Steve Wolf, shown working obsessively on an incredibly lifelike model of Wrigley Field, is an overt symbol of what a landmark can do to us. The model, which took him months to build, eventually engulfed the living room of his home in Buffalo Grove, almost driving him to despair. In a way, we're all like Wolf; we end us taking the Sears Tower, the Hancock building, the Water Tower and host of other landmarks so deeply into our lives that they feel like a part of us - mental appendages.

Even little landmarks live within us - our favorite restaurants, the local Starbucks, a quaint bookstore. Some we barely notice, such as the handsome corner buildings constructed by the hundreds in the wake of the Chicago Fire of 1871. Theses buildings, scattered throughout the city, may be inconspicuous, but we still feel their presence, as comfortable and familiar as a pair of old walking shoes. Some preservationists, according to an article in this issue of CityTalk, want to preserve the corner buildings not only for their historical or architectural significance (which, admittedly, may be minimal), but because they promote pedestrian traffic and foster the energy and bustle that make a neighborhood feel alive. Theses corner building, they argue, help define Chicago neighborhoods, creating the city we know - the city we feel - and deserve to be protected from the wrecking ball for that reason alone. Yet these distinctive buildings keep getting knocked down and replaced by bland boxes dropped into the city like Monopoly pieces. Such thoughtless development alters our mental map, replacing a warm, lively spot with yet another cold, sterile drugstore or fast-food outlet surrounded by a parking lot.
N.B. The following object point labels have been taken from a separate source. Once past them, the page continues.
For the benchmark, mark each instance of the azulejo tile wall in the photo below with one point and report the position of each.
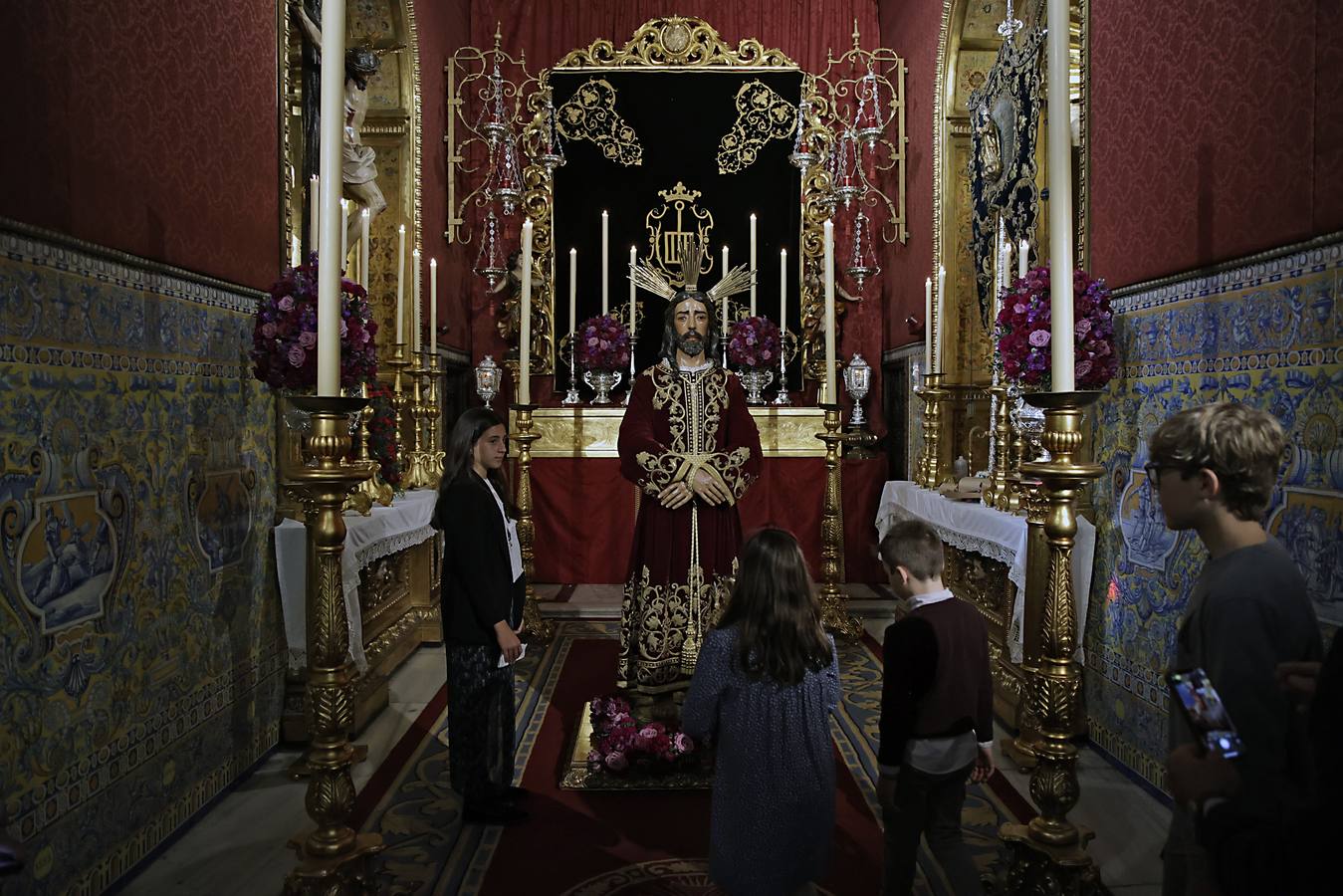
(1266, 334)
(139, 634)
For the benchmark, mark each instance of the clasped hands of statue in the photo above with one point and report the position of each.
(701, 485)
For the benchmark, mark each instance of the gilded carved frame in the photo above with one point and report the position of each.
(674, 43)
(950, 125)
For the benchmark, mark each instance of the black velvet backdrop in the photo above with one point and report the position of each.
(680, 118)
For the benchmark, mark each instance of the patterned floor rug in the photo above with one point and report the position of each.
(633, 842)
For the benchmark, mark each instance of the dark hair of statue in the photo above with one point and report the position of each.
(711, 337)
(461, 442)
(777, 611)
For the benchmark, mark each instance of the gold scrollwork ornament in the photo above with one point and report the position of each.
(762, 115)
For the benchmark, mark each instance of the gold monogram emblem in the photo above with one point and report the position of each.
(673, 227)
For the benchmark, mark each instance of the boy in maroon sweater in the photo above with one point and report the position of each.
(936, 714)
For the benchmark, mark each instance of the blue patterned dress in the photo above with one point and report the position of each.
(774, 786)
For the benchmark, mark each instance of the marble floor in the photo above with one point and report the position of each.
(238, 845)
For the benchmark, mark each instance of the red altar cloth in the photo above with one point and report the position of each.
(583, 511)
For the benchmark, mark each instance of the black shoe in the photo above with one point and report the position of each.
(497, 814)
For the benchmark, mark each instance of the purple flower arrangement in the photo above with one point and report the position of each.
(603, 344)
(1022, 331)
(285, 334)
(754, 342)
(622, 745)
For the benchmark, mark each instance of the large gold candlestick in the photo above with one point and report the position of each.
(932, 395)
(1049, 854)
(419, 474)
(534, 623)
(332, 858)
(833, 611)
(400, 400)
(434, 454)
(1001, 434)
When terrorists brought down the World Trade Center, many New Yorkers took that tragedy as an intensely personal assault. It wasn't just the death and destruction that disturbed them so; it was also the loss of one of the landmarks that defined the city and, to an extent, defined them. They experienced the collapse as a sort of amputation that ripped away vital piece of their mental map, leaving them with the emotional equivalent of phantom limb pain. One New Yorker made this association explicitly. "It's like looking down and not seeing your feet," he said about the alteration in the skyline.

The same thing would happen to Chicagoans if Wrigley Field or any other major landmark suddenly disappeared. Plans merely to remodel the ballpark have drawn vehement reactions from neighbors and fans. And justly so - every developer who clears a lot, or puts up a new structure, or alters an old one messes with our mental map. We feel the change, even if we can't quite identify what's different, and each change brings pleasure or pain, depending on how much intelligence and beauty it contains.

That's why developers should remember that every alteration of the urban landscape also alters our inner landscape - the one that makes the city feel like a vast extension of our own bodies.